Hey guys,
Whilst trying to diagnose a connection issue on PfSense related to my VPN connection seemingly going down, after checking my System Logs>Gateway I am noting the following entries.
Could someone help me translate what these mean?
I can assume that there is obviously some uptime loss on the WAN_DHCP gateway if I understand the error highlighted in Green, but I have no idea what the error is highlighted in Red.
Thanks in advance.
P
Are you using a privacy VPN?
The error message50 is: " ENETDOWN Network is down. A socket operation encountered a dead network."
https://man.freebsd.org/cgi/man.cgi?query=errno&apropos=0&sektion=2&manpath=FreeBSD+12.2-stable&arch=default&format=html
Hey Tom,
Yes I am, I an using PureVPN for routing specific clients through for privacy reasons. However the WAN_DHCP is not my VPN Gateway.
WAN_DHCP Is my ISP Gateway, whereas my VPN Gateway is VPNWAN_VPNV4 (See screenshot below)
The error in my logs is referring to my ISP gateway, so doesn’t that mean it is pointing to a “Dead network” on my ISP side?
Thanks,
P
When there is a lot of traffic on the privacy VPN it can overwhelm the system resulting in the gateway going down.
Thanks Tom.
Is there a way to tweak system settings to avoid this? To be fair I do not have a tonne of traffic over the VPN. The most traffic heavy item I have is Plex and I would not have thought that would bring the gateway down, at most 2x simultaneous streams.
That being said, something is hammering my system.
Is there a way to view a CPU usage history?

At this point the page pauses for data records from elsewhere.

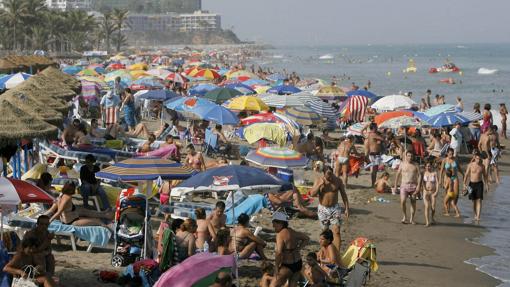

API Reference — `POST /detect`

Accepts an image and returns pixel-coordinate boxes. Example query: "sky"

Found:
[202,0,510,45]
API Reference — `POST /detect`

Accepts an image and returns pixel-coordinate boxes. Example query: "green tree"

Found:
[112,8,129,53]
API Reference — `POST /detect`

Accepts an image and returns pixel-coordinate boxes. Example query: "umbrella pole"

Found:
[231,191,241,286]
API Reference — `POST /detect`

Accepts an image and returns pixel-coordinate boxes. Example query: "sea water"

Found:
[459,177,510,287]
[255,44,510,108]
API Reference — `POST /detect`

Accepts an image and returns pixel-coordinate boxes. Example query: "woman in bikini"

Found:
[184,144,206,171]
[195,208,211,250]
[440,148,464,217]
[45,183,113,226]
[271,212,310,287]
[422,162,439,227]
[229,213,267,261]
[175,218,197,262]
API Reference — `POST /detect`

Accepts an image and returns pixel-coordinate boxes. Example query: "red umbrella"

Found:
[0,177,55,206]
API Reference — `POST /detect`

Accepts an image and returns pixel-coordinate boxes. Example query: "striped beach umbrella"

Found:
[285,104,322,126]
[246,147,309,168]
[261,94,305,109]
[428,112,470,128]
[96,157,196,181]
[0,73,32,90]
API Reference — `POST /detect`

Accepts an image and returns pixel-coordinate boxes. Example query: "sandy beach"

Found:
[48,126,510,287]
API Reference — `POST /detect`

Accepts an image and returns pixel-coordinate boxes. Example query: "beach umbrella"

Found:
[0,99,58,143]
[188,84,218,96]
[172,165,285,194]
[0,73,32,90]
[261,94,305,109]
[424,104,455,117]
[227,96,269,111]
[96,157,196,181]
[146,69,172,79]
[315,86,345,100]
[192,105,239,125]
[128,63,148,71]
[374,111,414,125]
[285,107,322,126]
[243,79,269,88]
[154,252,236,287]
[134,90,180,101]
[267,73,287,82]
[379,116,427,129]
[165,97,216,112]
[427,112,470,128]
[246,147,309,168]
[372,95,417,112]
[224,83,257,95]
[190,69,221,80]
[0,177,55,206]
[166,72,189,84]
[62,66,83,76]
[267,85,301,95]
[204,88,242,104]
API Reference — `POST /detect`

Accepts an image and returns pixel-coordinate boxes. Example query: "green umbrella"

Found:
[204,88,242,104]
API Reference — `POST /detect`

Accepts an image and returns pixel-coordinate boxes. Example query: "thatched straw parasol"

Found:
[0,100,57,143]
[0,91,64,126]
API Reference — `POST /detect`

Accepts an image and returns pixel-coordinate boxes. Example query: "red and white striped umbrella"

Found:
[0,177,55,206]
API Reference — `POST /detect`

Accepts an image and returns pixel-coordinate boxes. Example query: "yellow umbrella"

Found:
[129,70,151,79]
[226,70,259,79]
[227,96,269,111]
[128,63,148,71]
[255,86,271,95]
[316,86,345,96]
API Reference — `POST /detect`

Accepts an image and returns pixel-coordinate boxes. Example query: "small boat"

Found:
[319,54,335,60]
[403,59,417,73]
[429,61,460,74]
[478,68,498,75]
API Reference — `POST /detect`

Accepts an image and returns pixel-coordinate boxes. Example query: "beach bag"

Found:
[11,265,38,287]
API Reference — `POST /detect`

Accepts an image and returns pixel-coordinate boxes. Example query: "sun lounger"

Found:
[7,217,112,252]
[39,142,112,167]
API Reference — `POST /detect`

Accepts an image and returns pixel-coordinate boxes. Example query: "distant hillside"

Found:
[128,30,241,46]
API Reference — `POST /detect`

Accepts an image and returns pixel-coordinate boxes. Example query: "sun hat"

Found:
[273,211,289,222]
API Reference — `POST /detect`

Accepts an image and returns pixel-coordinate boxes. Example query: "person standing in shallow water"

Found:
[464,153,489,221]
[394,151,421,224]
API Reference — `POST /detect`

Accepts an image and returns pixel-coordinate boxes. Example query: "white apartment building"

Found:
[46,0,91,11]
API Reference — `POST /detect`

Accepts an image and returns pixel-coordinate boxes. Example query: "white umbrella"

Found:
[372,95,417,111]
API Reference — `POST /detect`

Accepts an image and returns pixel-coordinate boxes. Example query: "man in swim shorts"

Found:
[395,151,421,224]
[310,166,349,250]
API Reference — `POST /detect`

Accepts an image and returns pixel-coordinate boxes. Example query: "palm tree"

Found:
[2,0,27,50]
[112,8,129,53]
[98,13,115,54]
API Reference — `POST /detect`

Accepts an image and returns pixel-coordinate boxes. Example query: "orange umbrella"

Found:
[374,111,413,125]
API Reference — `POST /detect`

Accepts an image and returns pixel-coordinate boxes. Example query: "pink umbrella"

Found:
[154,252,235,287]
[0,177,55,206]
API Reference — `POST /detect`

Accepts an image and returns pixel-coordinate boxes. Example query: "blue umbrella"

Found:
[243,79,269,86]
[225,83,257,95]
[188,84,218,96]
[427,112,470,128]
[172,165,286,193]
[345,90,377,102]
[192,105,239,125]
[135,90,180,101]
[267,85,301,95]
[96,157,196,181]
[62,66,83,76]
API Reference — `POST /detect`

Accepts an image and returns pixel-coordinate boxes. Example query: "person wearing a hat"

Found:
[80,154,110,210]
[271,211,310,287]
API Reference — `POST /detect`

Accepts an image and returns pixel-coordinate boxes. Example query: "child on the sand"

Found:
[303,252,328,287]
[375,172,391,193]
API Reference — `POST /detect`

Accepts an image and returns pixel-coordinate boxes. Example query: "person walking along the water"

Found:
[464,153,489,221]
[310,166,349,250]
[394,151,420,224]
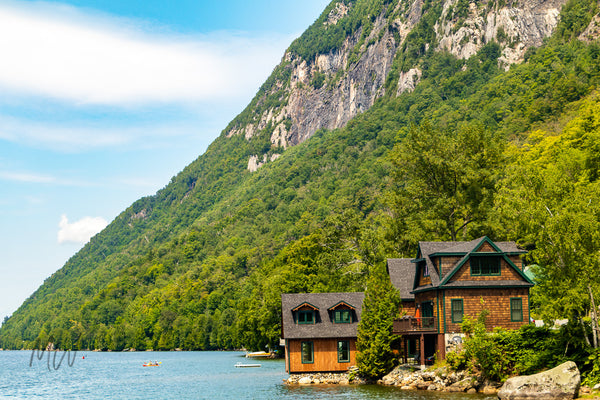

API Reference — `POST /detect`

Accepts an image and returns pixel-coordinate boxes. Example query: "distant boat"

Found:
[235,362,261,368]
[246,351,273,358]
[142,361,162,367]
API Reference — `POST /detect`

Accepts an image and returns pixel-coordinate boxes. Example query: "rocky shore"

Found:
[284,368,369,385]
[377,365,501,394]
[284,362,600,400]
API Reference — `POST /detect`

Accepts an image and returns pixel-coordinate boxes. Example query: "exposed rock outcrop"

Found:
[232,0,600,171]
[498,361,581,400]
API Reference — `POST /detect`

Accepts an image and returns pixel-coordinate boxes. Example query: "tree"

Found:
[496,96,600,348]
[392,123,504,253]
[356,264,400,379]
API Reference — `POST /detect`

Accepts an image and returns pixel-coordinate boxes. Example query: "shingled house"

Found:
[388,236,533,364]
[281,293,364,373]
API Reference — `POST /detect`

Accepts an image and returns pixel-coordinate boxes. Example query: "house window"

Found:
[470,257,500,275]
[298,310,315,324]
[301,342,315,364]
[338,340,350,362]
[333,310,352,324]
[450,299,464,323]
[510,297,523,322]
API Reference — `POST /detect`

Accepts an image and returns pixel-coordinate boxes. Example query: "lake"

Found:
[0,351,494,400]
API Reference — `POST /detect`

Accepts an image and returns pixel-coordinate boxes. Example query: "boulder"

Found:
[498,361,581,400]
[446,378,475,392]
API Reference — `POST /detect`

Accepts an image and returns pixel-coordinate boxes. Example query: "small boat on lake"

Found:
[246,351,273,358]
[142,361,162,367]
[235,362,261,368]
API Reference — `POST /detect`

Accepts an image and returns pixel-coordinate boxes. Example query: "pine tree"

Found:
[356,266,400,379]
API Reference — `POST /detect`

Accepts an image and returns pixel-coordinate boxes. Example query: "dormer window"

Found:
[292,302,319,324]
[329,301,354,324]
[333,310,352,324]
[470,257,500,275]
[298,310,315,324]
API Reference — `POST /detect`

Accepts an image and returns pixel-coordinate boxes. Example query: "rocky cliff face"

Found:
[225,0,584,171]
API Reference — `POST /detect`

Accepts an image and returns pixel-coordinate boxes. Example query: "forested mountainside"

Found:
[0,0,600,350]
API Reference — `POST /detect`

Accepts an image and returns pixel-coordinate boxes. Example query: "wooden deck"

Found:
[393,317,438,335]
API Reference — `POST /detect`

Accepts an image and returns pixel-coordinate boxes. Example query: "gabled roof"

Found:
[413,236,533,292]
[387,258,416,301]
[327,301,356,311]
[292,301,319,311]
[281,292,365,339]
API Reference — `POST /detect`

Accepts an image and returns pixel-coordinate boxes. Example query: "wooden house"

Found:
[281,293,364,373]
[388,237,533,364]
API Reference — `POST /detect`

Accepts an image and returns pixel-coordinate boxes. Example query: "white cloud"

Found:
[0,2,290,106]
[58,214,108,243]
[0,171,56,183]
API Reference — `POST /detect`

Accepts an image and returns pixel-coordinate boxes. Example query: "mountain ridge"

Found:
[0,0,600,350]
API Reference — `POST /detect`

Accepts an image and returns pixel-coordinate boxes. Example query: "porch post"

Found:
[419,333,425,367]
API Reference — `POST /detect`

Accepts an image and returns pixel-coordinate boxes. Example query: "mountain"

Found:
[0,0,600,350]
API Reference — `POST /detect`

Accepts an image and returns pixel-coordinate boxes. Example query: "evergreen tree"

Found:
[356,265,400,379]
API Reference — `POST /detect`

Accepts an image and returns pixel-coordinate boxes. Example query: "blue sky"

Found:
[0,0,329,320]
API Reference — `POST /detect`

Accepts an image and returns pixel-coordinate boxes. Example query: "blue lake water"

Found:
[0,351,494,400]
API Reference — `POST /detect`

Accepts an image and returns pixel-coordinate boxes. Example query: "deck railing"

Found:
[394,317,437,334]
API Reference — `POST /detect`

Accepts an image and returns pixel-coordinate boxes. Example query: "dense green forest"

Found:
[0,0,600,378]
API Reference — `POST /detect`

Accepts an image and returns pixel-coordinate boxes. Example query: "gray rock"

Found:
[447,378,475,392]
[498,361,581,400]
[298,376,312,385]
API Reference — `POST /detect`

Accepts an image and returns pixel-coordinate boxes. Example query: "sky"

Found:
[0,0,330,321]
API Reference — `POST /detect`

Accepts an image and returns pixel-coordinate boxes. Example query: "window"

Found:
[338,340,350,362]
[300,342,315,364]
[450,299,463,323]
[333,310,352,324]
[470,257,500,275]
[510,297,523,322]
[298,310,315,324]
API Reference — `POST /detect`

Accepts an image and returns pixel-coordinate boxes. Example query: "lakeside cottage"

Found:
[281,236,533,373]
[388,236,533,365]
[281,293,365,373]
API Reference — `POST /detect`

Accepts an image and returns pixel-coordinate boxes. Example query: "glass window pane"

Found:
[301,342,313,364]
[338,340,350,362]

I would like to see what is/historically is doing this, via the GUI preferably.
Thanks,
P
If you stop the VPN does the CPU usage drop as well?
Ok so I managed to get shell access and looking at the process it looks like bzip2 is thrashing my system, however I cannot see what process is undertaking that. Right now I have to assume it is a PFBlockerNG or ClamAV update. It also looks like the VPN is sucking up a fair few resources.
After disabling VPN this is what the CPU usage looks like.
It is worth noting these are my system specs
16GB of system memory installed.
So I have disabled all the add on package services I use of Pfsense…but this Bzip is still plugging away with high CPU usage. Avoiding rebooting as I would like to pinpoint what service is using bzip.
Logrotate uses it so might be some oversized log got stuck. Also I don’t recommend using Squid.
You hit the nail on the head. I was taking a look and remembered that 24 hours prior I had set the OpenVPN log to debug mode which was creating far heavier logs and then trying to compress them, this is where I was seeing massive CPU spikes for the OpenVPN process, as well as the bzip processes.
Thanks for the headsup on Squid. Is there another way to use ClamAV on Pfsense?
Thanks,
P
I don’t see the usefulness of ClamAV on a firewall here in 2024.
Interesting, not being difficult, but why do you say that? Just interested in the thought process 
First, most web transfers which means ClamAV is blind to those and second signature based AV is less effecting due to the way modern malware works.
Yeah those are fair comments. Anyways, it seems so far the firewall is back stable but will leave it a few days to check to see if that remains the case. Thanks very much for your help.